There's a gleaming new building filling the sky there now, reaching up and up with a singular brassy defiance. There's a museum and a reflecting pool and a memorial because that's what you do with days that have become history, days so momentous and awful you remember them in spite of how much you'd rather forget.
September 11 was all about emptiness: Blue sky empty of clouds, a skyline empty of two iconic towers, a city suddenly empty of two thousand-plus souls. And so the way we memorialize it is by trying to fill that emptiness, obsessively and endlessly.
That process started almost before the towers collapsed in a jackstraw heap, and went on all that numbed week. I remember, that aching day, sitting in a hardware store in Auburn listening to a man try to fill the emptiness by telling me about another catastrophe, a fire that had destroyed the store 90 or more years before. And I remember going to a football game on Friday night and again the next day, while debate raged as to whether or not it was appropriate..
That debate goes on to this day. I suppose it always will.
What I've come to believe, however, is that that week was all about making the empty go away, and if going to a football game did that for some people, then I'm not going to quibble about whether or not it dishonored the dead. All I can say is it didn't feel like dishonor.
All I can say, going to a football game down in Monroe Friday night and then to another the next day at Saint Francis, is that it felt more like catharsis, and commonality, and the stitching together of a social fabric torn asunder. That it was a football game that provided the vehicle for this was immaterial; in the end, it was about family, our American family, reaching for each other at a time when we desperately needed to do so. We all could have been at a quilting bee for all that the scoreboard at one end of the field mattered.
Could there have been a better remembrance, I think now, than to stand as one as the taped voice of Lee Ann Rimes floated out across the farm fields around Adams Central, "Amazing Grace" spinning out and out into the September twilight?
Could there have been any dishonor in what happened the next day, when Saint Francis and some team from Wisconsin played a football game that was of no consequence, except for the simple fact that by playing it we had an excuse to come together?

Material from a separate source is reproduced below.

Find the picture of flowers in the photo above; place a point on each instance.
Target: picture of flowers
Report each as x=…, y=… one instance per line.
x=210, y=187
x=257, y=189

I saw no dishonor in that. I saw none at the tables that greeted you as you came in the gate that day, where donations for the victims were being taken. I saw none in the silver American flag stickers on the back of every Saint Francis helmet. I saw none, at the far end of the afternoon, in the sight of two young boys throwing a football around down in the south end of the field.
One kid scooted for the end zone, football tucked beneath his arm like a loaf of pumpernickel. The other kid gave chase, catching up with him in the end zone and wrestling him to the ground. And then they rolled around for awhile down there, two American boys doing what American boys do on a sunlit American afternoon.
And, for a moment, anyway, filling up the empty.